This thesis examines the evidence for positive and balancing selection on immune genes in 388 individuals grouped into thirteen geographically diverse populations. The data are high coverage whole genome sequences, many from populations that have been sparsely represented in global genetic diversity studies in the past.

Two main analyses were performed for both positive and balancing selection: enrichment tests for each population and class of immune genes, and filtering for top variants or genes driving selection signals. Four different measures of positive selection and three measures of balancing selection were used to scan the whole genome data for evidence of selection. Further filters, including functional importance predictors, were used to filter results for potential driver variants.

Positive selection results show significant enrichment for genes associated with bacteria or virus interaction, the innate immune system, and antigen processing and presentation. Results also include variants potentially driving signals of selection. One of these is a missense variant in the Northeast Siberian population in the gene IL27, which is involved in modulation of immune response to infection.

Balancing selection enrichment tests show that genes associated with T cell function and antigen processing and presentation are significantly enriched in every population. The HLA region features heavily in these enrichments. One top gene result is GNLY, a gene that produces the antimicrobial protein granulysin, in the West Siberian and Island Southeast Asian populations. Another is PGLYRP4, which is a top gene in seven populations and is involved in recognition and defense against Gram-negative and -positive bacteria.

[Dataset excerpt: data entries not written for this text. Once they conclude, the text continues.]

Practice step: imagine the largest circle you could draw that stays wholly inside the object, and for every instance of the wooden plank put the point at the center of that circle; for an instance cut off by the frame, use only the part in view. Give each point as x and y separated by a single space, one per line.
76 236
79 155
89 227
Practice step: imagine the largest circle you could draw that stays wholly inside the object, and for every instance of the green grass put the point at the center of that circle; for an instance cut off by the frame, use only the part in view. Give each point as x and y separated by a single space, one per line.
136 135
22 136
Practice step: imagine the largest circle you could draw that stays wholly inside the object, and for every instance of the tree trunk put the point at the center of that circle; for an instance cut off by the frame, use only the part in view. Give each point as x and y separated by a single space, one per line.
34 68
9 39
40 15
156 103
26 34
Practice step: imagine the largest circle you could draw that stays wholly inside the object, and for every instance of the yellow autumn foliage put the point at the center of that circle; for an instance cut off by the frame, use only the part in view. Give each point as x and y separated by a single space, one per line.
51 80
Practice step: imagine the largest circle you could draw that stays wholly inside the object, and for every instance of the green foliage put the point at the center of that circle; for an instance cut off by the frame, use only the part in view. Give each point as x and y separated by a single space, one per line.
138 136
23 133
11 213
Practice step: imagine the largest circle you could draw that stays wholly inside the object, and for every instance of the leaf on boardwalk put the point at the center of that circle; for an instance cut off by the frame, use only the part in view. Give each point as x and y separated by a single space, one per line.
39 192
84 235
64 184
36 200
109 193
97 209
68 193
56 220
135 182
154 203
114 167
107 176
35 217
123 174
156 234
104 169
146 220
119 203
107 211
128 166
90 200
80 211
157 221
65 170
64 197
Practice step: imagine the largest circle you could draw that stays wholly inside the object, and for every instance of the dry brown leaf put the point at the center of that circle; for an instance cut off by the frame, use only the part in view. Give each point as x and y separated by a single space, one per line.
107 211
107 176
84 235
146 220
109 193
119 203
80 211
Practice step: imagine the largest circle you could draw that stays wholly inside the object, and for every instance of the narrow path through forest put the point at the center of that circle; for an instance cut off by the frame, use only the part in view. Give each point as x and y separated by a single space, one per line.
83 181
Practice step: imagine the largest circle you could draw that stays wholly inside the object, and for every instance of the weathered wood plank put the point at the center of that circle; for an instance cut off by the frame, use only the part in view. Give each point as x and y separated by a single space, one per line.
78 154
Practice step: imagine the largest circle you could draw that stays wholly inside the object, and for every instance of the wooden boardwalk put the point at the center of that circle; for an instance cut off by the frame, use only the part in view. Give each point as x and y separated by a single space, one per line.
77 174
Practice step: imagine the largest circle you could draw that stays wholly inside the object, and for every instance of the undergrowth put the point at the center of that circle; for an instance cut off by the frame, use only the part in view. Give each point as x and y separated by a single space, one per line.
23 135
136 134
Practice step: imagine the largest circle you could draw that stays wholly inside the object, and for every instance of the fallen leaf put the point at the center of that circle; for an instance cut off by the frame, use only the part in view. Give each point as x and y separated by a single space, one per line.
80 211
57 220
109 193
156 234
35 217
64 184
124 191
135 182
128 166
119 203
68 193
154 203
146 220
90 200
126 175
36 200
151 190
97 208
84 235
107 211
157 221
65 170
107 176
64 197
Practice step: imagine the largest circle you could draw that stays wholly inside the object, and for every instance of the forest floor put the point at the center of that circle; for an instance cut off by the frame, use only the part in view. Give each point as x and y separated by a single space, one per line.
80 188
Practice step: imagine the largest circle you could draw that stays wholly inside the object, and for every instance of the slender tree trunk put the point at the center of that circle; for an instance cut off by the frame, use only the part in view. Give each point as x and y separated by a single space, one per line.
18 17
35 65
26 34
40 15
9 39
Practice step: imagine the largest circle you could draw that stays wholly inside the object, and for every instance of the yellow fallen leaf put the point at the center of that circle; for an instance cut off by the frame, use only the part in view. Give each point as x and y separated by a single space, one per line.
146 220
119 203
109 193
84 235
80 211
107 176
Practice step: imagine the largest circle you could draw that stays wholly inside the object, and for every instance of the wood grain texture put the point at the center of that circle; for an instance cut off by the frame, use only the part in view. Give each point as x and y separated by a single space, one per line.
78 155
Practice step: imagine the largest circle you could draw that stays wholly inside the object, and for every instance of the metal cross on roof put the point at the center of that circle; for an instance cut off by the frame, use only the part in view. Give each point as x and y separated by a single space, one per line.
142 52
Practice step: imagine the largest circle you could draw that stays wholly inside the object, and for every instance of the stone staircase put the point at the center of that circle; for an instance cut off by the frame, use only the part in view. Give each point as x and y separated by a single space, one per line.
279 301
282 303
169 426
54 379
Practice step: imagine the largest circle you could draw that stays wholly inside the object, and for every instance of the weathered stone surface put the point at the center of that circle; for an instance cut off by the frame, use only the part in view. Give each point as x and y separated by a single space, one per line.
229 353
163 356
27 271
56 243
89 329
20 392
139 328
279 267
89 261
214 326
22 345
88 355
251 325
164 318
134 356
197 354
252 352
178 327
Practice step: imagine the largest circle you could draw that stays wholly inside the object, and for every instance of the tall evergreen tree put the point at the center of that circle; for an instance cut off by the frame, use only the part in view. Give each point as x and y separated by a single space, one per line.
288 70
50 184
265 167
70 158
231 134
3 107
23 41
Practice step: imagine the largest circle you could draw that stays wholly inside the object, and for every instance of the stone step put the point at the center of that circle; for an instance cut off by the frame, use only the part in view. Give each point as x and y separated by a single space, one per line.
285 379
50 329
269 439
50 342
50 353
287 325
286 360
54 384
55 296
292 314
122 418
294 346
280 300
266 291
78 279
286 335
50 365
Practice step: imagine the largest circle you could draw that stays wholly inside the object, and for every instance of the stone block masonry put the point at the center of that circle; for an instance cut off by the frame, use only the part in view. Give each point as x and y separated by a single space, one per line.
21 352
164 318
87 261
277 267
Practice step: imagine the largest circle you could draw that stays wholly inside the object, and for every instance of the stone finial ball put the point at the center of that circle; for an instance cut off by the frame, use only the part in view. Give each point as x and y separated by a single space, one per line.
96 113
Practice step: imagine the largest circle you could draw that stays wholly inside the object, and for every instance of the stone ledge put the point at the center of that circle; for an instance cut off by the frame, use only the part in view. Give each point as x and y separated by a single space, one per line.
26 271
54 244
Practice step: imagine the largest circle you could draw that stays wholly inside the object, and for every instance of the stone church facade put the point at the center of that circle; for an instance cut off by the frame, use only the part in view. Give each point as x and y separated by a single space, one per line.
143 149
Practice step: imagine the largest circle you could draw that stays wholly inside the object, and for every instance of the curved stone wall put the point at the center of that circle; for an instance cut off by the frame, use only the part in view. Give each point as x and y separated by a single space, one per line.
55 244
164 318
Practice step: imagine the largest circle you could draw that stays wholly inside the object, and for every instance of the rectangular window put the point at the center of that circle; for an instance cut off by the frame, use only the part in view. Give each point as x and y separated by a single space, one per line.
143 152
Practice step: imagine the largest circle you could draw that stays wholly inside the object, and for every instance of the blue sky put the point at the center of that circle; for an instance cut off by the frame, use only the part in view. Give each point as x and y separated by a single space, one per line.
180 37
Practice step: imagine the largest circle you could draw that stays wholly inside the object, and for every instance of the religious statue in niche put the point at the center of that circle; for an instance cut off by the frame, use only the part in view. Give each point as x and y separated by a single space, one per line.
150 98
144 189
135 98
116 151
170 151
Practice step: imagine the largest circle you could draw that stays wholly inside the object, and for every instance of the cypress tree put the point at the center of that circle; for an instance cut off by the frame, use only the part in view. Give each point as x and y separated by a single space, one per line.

In conclusion, as a general trend there is more enrichment in genes that interact with bacteria and viruses in the positive selection results, and more enrichment in genes involved with antigen processing and presentation and T cell function in the balancing selection results. The combined results show the different immune-driven selection histories of each population, as well as highlight a number of variants and genes that are potential drivers of selection and promising candidates for further study.